A day later, the Web is abuzz with news about an Amazon EC2 outage (going on 10 hours as I type this post) that seems to be centered around the company's cloud storage components.
Like Amazon does with AWS, Microsoft maintains visible dashboard pages showing the real-time status of all of its Azure-related components. From the Azure Storage page, it looks like there've been Azure storage problems resulting in "service degradations" on not just April 15 (in the North Central and South Central regions), but also on April 19 (in East Asia and Western Europe).
I've asked Microsoft for more details about what specifically happened on April 15 that caused the reported downtime and am awaiting word back.

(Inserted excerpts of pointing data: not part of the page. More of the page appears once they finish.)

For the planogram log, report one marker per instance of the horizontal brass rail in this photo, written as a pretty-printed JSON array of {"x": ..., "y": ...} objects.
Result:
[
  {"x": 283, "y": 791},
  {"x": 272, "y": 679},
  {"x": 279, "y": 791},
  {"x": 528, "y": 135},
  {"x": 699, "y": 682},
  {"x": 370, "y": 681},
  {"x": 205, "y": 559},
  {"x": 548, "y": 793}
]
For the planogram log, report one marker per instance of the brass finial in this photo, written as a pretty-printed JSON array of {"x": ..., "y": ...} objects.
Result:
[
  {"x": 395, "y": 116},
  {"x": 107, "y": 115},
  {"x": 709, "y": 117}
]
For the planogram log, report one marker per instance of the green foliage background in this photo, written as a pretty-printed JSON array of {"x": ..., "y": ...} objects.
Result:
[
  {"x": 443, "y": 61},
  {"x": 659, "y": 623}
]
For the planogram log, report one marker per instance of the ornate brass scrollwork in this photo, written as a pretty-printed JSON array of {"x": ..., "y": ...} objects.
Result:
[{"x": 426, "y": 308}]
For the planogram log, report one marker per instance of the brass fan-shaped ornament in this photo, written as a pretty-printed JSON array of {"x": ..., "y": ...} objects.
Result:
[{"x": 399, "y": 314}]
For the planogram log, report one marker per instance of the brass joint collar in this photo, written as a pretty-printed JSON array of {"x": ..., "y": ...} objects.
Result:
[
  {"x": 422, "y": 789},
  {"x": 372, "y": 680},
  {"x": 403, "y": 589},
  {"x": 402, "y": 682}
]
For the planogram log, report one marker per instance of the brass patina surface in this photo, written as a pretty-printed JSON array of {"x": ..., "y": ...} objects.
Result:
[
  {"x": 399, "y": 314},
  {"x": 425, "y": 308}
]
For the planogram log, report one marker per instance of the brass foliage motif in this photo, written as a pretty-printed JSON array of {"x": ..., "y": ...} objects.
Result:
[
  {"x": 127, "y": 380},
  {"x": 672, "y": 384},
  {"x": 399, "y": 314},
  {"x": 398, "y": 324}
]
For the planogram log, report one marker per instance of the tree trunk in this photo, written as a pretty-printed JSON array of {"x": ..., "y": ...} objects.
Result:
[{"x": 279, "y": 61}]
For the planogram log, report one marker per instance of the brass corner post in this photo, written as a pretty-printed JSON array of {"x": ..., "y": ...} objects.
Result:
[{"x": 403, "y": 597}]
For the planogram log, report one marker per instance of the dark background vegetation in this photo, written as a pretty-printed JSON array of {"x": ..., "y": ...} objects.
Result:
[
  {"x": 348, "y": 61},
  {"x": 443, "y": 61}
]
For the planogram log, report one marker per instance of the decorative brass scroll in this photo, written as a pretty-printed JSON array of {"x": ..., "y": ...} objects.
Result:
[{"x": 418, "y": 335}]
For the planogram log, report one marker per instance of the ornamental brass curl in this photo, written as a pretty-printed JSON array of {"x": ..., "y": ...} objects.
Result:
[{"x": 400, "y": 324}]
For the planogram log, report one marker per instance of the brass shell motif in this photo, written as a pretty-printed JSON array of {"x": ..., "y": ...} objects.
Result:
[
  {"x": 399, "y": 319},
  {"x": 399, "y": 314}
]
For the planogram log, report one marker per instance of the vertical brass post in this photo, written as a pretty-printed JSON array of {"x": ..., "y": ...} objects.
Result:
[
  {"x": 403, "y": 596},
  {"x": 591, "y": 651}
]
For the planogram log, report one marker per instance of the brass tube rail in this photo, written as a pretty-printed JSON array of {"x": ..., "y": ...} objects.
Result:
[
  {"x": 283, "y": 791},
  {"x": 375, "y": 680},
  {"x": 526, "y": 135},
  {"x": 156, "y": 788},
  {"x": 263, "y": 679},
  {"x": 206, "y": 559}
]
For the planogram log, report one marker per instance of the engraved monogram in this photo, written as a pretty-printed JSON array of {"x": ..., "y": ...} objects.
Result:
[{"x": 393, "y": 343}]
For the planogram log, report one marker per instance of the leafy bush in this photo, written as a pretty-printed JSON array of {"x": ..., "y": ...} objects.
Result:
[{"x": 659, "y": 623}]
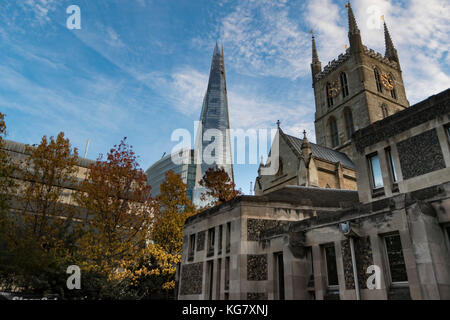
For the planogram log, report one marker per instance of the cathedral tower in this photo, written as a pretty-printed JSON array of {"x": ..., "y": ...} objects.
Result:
[
  {"x": 213, "y": 140},
  {"x": 358, "y": 88}
]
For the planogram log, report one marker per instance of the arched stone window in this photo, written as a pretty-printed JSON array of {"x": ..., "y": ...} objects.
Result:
[
  {"x": 393, "y": 91},
  {"x": 349, "y": 127},
  {"x": 329, "y": 97},
  {"x": 344, "y": 84},
  {"x": 378, "y": 80},
  {"x": 385, "y": 110},
  {"x": 334, "y": 135}
]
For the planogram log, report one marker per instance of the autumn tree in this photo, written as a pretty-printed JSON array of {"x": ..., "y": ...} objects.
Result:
[
  {"x": 156, "y": 274},
  {"x": 174, "y": 207},
  {"x": 48, "y": 173},
  {"x": 6, "y": 169},
  {"x": 219, "y": 186},
  {"x": 119, "y": 210}
]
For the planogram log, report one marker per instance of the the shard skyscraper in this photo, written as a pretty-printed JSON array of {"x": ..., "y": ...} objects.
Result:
[{"x": 213, "y": 140}]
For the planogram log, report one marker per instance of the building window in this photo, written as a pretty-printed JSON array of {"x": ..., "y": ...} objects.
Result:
[
  {"x": 227, "y": 273},
  {"x": 220, "y": 238},
  {"x": 279, "y": 267},
  {"x": 349, "y": 123},
  {"x": 210, "y": 266},
  {"x": 447, "y": 230},
  {"x": 218, "y": 278},
  {"x": 447, "y": 130},
  {"x": 344, "y": 84},
  {"x": 191, "y": 247},
  {"x": 211, "y": 236},
  {"x": 330, "y": 260},
  {"x": 228, "y": 237},
  {"x": 329, "y": 97},
  {"x": 375, "y": 170},
  {"x": 393, "y": 91},
  {"x": 391, "y": 162},
  {"x": 385, "y": 110},
  {"x": 334, "y": 133},
  {"x": 378, "y": 80},
  {"x": 397, "y": 267}
]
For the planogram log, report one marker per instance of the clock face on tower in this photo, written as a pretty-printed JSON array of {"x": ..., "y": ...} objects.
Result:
[
  {"x": 334, "y": 88},
  {"x": 387, "y": 81}
]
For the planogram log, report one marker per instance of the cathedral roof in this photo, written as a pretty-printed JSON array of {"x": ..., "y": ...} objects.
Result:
[{"x": 321, "y": 152}]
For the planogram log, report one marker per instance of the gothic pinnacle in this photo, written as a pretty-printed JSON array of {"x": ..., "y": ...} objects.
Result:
[
  {"x": 391, "y": 52},
  {"x": 315, "y": 56},
  {"x": 352, "y": 26}
]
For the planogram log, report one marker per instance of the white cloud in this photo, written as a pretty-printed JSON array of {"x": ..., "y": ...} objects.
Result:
[
  {"x": 262, "y": 40},
  {"x": 248, "y": 108},
  {"x": 40, "y": 8}
]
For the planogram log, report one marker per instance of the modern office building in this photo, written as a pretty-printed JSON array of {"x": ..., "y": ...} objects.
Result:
[{"x": 214, "y": 150}]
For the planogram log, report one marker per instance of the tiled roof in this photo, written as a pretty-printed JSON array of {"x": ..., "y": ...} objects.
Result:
[{"x": 322, "y": 152}]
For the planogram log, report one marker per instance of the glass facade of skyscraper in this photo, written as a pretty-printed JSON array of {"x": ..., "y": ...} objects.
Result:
[{"x": 156, "y": 174}]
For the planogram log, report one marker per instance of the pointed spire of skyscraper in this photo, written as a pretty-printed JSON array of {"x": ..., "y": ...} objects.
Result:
[
  {"x": 391, "y": 52},
  {"x": 354, "y": 35},
  {"x": 216, "y": 50},
  {"x": 315, "y": 56},
  {"x": 215, "y": 151},
  {"x": 352, "y": 26}
]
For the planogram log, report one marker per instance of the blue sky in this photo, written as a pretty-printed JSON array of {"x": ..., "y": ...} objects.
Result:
[{"x": 140, "y": 68}]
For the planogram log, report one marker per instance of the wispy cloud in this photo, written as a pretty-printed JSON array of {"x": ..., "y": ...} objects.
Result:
[{"x": 262, "y": 39}]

Update (4/22): Microsoft isn't saying much about the outage, other than to acknowledge it happened. The official response, delivered through a company spokesperson:
"At 6:40 AM PDT on April 15th, Microsoft became aware of an issue that affected some customers using the Windows Azure Storage service in the North Central and South Central US regions. This issue has been resolved. We regret any inconvenience the outage may have caused our impacted customers. As always, we will investigate the cause of this issue and take steps to better ensure it doesn’t happen again."
The user who contacted me -- who asked not to be named -- said he believed there was a misconfiguration during storage deployment that hit both North Central and South Central U.S. at the same time that affected the way the load balancers were sending traffic. The user wanted to know more details about exactly what happened and what Microsoft is doing to head off similar types of problems in the future.
I'm not posting this to downplay what's going on with Amazon's EC2. Nor am I doing so because I've heard Microsoft or Microsoft partners trying to use Amazon's EC2 outage as a way to paint Azure as superior. (In fact, one member of the Azure team tweeted today that he hoped no one at Microsoft would do such a thing.)
Outages and glitches happen across the cloud, not just on the infrastructure side, but on the cloud apps side, too. They're a good reminder about the importance of backup/redundancy and the need to distribute one's cloud storage across multiple geographic locations, if and when possible, as one of my ZDNet UK colleagues tweeted today.